Studiò la sua vita «il sig. Nettl… il suo è il primo ritratto plausibile di questa donna straordinaria», eppure nel definirla «consapevolmente donna» dimentica che «era una outsider, non solo perché era e restava un’ebrea polacca in un paese che detestava e in un partito che ben presto iniziò a odiare, ma anche perché era una donna».
 
Questo saggio affascina e incuriosisce, invita alla conoscenza di una donna di cui tutti pronunciamo il nome, ma di cui molti ignorano la vita.
Altra donna, altra storia: Karen Christentze Dinesen, che conosciamo come Karen Blixen, scrittrice danese che scrisse le sue opere in inglese, in omaggio al suo amante deceduto, cercava di restare nell’ombra, non amava le luci della ribalta, tanto da aver scelto uno pseudonimo maschile, Isak Dinesen.
A venti anni aveva al suo attivo la pubblicazione di alcuni racconti, ma solo verso i quaranta decise di fare della scrittura la sua professione, anche se aveva la sensazione di finire in una trappola.
Una sola volta «inventò una storia per guadagnare del denaro…per guadagnarsi da vivere… avrebbe potuto fare due cose soltanto, cucinare e... forse scrivere».
 
Furono poi gli eventi, il dover lasciare l’Africa e la morte del suo amante a farla diventare una scrittrice vera.
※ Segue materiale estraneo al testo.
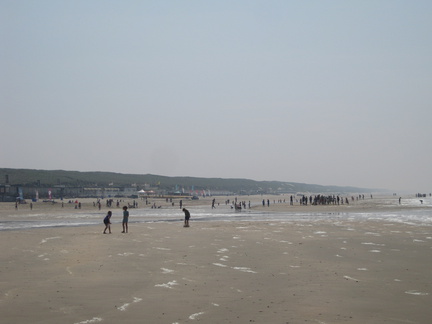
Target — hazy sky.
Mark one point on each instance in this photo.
(321, 92)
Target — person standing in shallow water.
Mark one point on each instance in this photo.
(107, 222)
(187, 216)
(125, 219)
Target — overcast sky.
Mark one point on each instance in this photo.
(320, 92)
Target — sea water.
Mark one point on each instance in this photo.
(409, 213)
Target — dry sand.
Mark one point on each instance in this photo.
(218, 272)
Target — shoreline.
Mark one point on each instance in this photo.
(219, 272)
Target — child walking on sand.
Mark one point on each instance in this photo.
(107, 222)
(125, 219)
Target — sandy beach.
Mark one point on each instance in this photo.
(218, 272)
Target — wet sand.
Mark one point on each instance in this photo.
(218, 272)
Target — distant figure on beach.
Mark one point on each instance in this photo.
(107, 222)
(187, 216)
(125, 219)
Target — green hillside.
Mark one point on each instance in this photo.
(47, 178)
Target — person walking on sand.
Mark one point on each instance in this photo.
(107, 222)
(125, 219)
(187, 216)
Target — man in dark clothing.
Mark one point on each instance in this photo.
(187, 216)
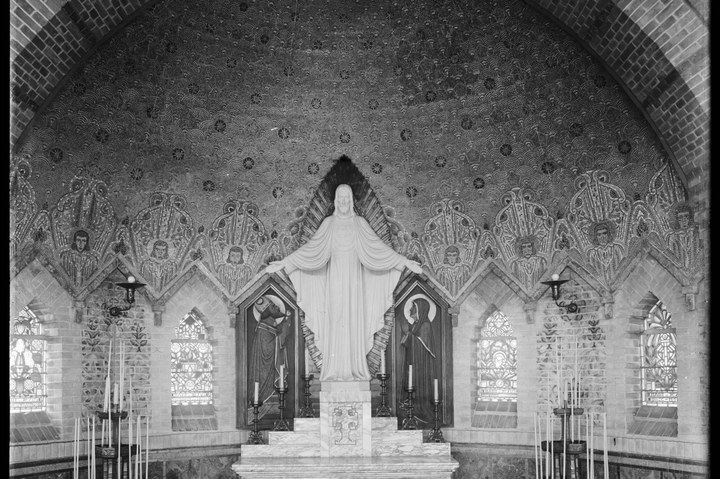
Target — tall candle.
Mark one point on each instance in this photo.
(88, 448)
(606, 469)
(552, 448)
(122, 375)
(147, 446)
(92, 452)
(547, 443)
(587, 445)
(129, 460)
(109, 377)
(558, 357)
(592, 444)
(537, 443)
(138, 453)
(564, 450)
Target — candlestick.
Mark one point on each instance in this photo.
(587, 445)
(410, 421)
(558, 357)
(383, 410)
(122, 375)
(281, 424)
(147, 447)
(129, 460)
(255, 437)
(606, 470)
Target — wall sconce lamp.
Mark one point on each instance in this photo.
(554, 284)
(130, 286)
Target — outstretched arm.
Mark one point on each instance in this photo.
(413, 266)
(275, 266)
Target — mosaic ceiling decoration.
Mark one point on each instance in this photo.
(200, 134)
(221, 100)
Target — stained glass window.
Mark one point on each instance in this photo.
(659, 359)
(27, 363)
(191, 362)
(497, 360)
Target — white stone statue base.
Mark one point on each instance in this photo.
(345, 442)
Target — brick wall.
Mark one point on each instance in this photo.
(659, 52)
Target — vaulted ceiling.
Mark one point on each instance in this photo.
(657, 51)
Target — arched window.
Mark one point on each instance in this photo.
(191, 376)
(659, 359)
(27, 363)
(497, 360)
(191, 361)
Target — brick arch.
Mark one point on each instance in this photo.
(659, 54)
(49, 41)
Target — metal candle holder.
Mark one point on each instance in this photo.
(255, 437)
(410, 421)
(307, 410)
(383, 410)
(435, 434)
(281, 424)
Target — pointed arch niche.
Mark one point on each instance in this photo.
(268, 334)
(495, 385)
(653, 377)
(422, 336)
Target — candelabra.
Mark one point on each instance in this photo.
(435, 434)
(306, 410)
(281, 424)
(566, 452)
(130, 286)
(255, 437)
(555, 283)
(410, 421)
(115, 453)
(383, 410)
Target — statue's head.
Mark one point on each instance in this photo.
(235, 255)
(81, 240)
(344, 201)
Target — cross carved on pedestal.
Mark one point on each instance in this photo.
(345, 421)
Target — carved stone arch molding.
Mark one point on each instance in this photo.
(249, 342)
(367, 205)
(422, 337)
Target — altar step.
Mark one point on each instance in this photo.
(304, 441)
(355, 467)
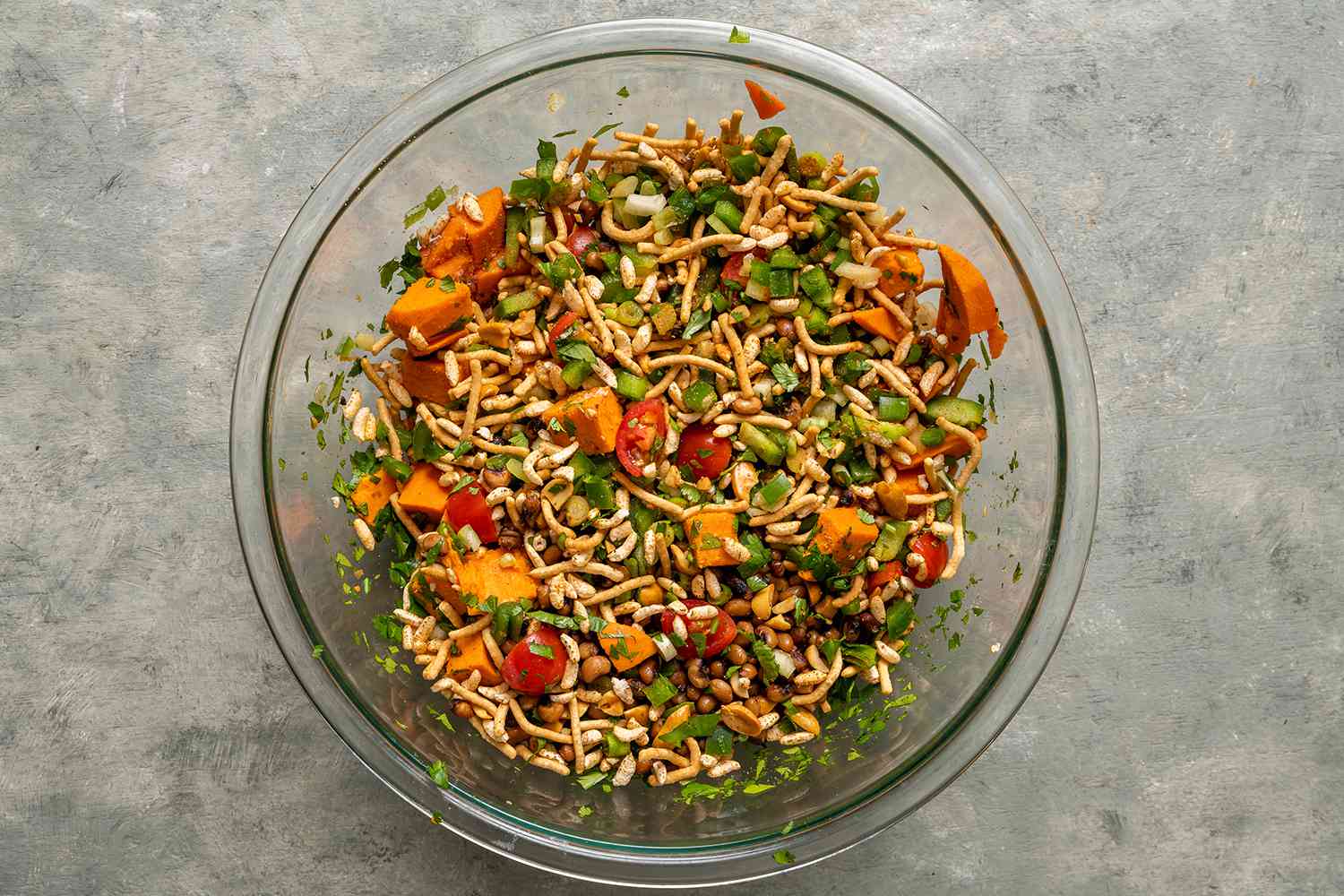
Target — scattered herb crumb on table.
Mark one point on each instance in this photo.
(666, 443)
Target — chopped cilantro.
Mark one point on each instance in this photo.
(591, 780)
(785, 376)
(659, 692)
Ha scritto di lei Eudora Welty: «Di una storia ne faceva un’essenza; dell’essenza ne faceva un elisir, e con l’elisir iniziava daccapo a comporre la sua storia».
Hemingway, quando gli fu assegnato il premio Nobel, disse che lo avrebbe meritato, più di lui, il «meraviglioso scrittore Isak Dinesen».
Karen Blixen, che aveva lasciato la Danimarca protettiva e forse invadente per l’Africa selvaggia e libera, capì che «ogni dolore può essere sopportato se può essere messo in una storia o se si potrà raccontare una storia su di esso» e che lo scrivere e il descrivere il dolore l’avevano resa una donna saggia. «La saggezza è una virtù della vecchiaia e arriva, pare, solo a coloro la cui giovinezza non fu né saggia né prudente».

Queste sono solo due delle vite che racconta Hannah Arendt, sufficienti comunque a stimolare la lettura dell’intera opera.